To quote: "This is not a conflict between nations, or between religious traditions, or between left and right. The struggle is taking place WITHIN every nation, every political party, every religious tradition, every institution, every individual.
The old system I call Control Culture, because its underlying focus on order led to the creation of rigid mental and physical compartments. The new system I call Connecting Culture, because its guiding impulse is to bring down walls and permeate boundaries - to bring everything - ideas, people, images, cultures, species - into relation with everything else."
I think to a lot of "control culture" types, the idea of the internet, socialized medicine, public education, etc. smacks of the kind of uniformity promoted by totalitarian regimes. I don't believe this is the case; those were all about making everyone equal, everyone the same, fitting triangles and circles and rhomboids into square holes whether they liked it or not, for the good of the faceless State.
This idea of integration does not mean dis-integration of the self. It's more like those old Japanese cartoons where the individuals of a team could change their shape and form a larger, more powerful being--you always saw parts of the individual team members in the whole, but by integrating their skills they were able to do more.
A better example comes from real life. When I first read the post on CPU, I couldn't remember the name of the essay, or the author, or anything. I had a vague memory of posting about it on one of my blogs, but couldn't find it in the limited time I had. It wasn't in my archives, the hard copy wasn't in my file cabinet, my memory was faulty--all very linear, old-school methods for finding things that are missing.
So I posted a quick question on my personal blog: "A while back I posted something about this subject. Anyone remember the essay?" I didn't expect a response--heck, I wasn't even sure I'd posted in the right blog.
However, within half an hour a colleague--not someone I would have expected to read this essay, much less have printed it out for HIS archives--emailed me with the author and title.

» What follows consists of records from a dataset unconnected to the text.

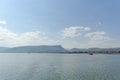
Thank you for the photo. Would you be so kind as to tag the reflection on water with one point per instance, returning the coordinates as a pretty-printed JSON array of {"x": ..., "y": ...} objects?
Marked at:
[{"x": 59, "y": 67}]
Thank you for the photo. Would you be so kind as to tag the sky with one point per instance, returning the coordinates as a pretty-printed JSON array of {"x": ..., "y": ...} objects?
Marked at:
[{"x": 70, "y": 23}]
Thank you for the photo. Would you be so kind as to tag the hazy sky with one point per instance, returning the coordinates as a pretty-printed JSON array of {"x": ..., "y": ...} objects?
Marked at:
[{"x": 71, "y": 23}]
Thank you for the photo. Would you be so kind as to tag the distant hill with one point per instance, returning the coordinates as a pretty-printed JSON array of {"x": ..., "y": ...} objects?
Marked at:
[
  {"x": 36, "y": 49},
  {"x": 97, "y": 50},
  {"x": 3, "y": 48},
  {"x": 56, "y": 49}
]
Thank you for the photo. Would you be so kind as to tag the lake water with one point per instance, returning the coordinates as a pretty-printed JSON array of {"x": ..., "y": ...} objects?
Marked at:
[{"x": 59, "y": 67}]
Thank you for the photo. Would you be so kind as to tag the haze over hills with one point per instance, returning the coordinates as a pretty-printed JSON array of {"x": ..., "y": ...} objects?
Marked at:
[{"x": 55, "y": 49}]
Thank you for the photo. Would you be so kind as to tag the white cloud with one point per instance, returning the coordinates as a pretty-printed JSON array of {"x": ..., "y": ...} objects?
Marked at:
[
  {"x": 9, "y": 38},
  {"x": 75, "y": 31},
  {"x": 98, "y": 36},
  {"x": 3, "y": 22}
]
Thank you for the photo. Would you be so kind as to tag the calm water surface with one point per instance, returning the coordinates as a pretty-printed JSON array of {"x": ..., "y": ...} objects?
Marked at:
[{"x": 59, "y": 67}]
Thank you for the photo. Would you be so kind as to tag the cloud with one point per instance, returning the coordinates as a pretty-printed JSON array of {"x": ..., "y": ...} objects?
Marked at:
[
  {"x": 98, "y": 36},
  {"x": 74, "y": 31},
  {"x": 3, "y": 22},
  {"x": 9, "y": 38}
]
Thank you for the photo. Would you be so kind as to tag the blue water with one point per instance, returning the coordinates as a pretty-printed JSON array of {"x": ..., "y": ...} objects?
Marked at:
[{"x": 23, "y": 66}]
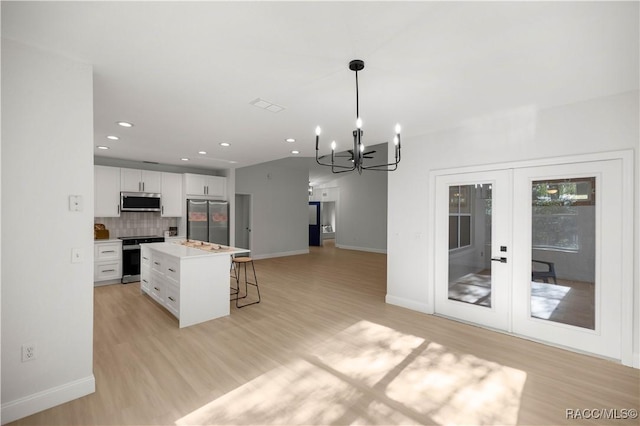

If I'd not shared the knowledge with him (and thousands of others) when I learned of the essay, if I'd hoarded it, kept it to myself as a weapon in a dusty arsenal of knowledge...I'd still be looking. Instead, I have the article again, I have an excuse to buy my friend a beer, and probably a chance to talk about other aspects of the article and thereby INCREASE the spectrum of knowledge.
Oh, and this time, I'll file it better, too.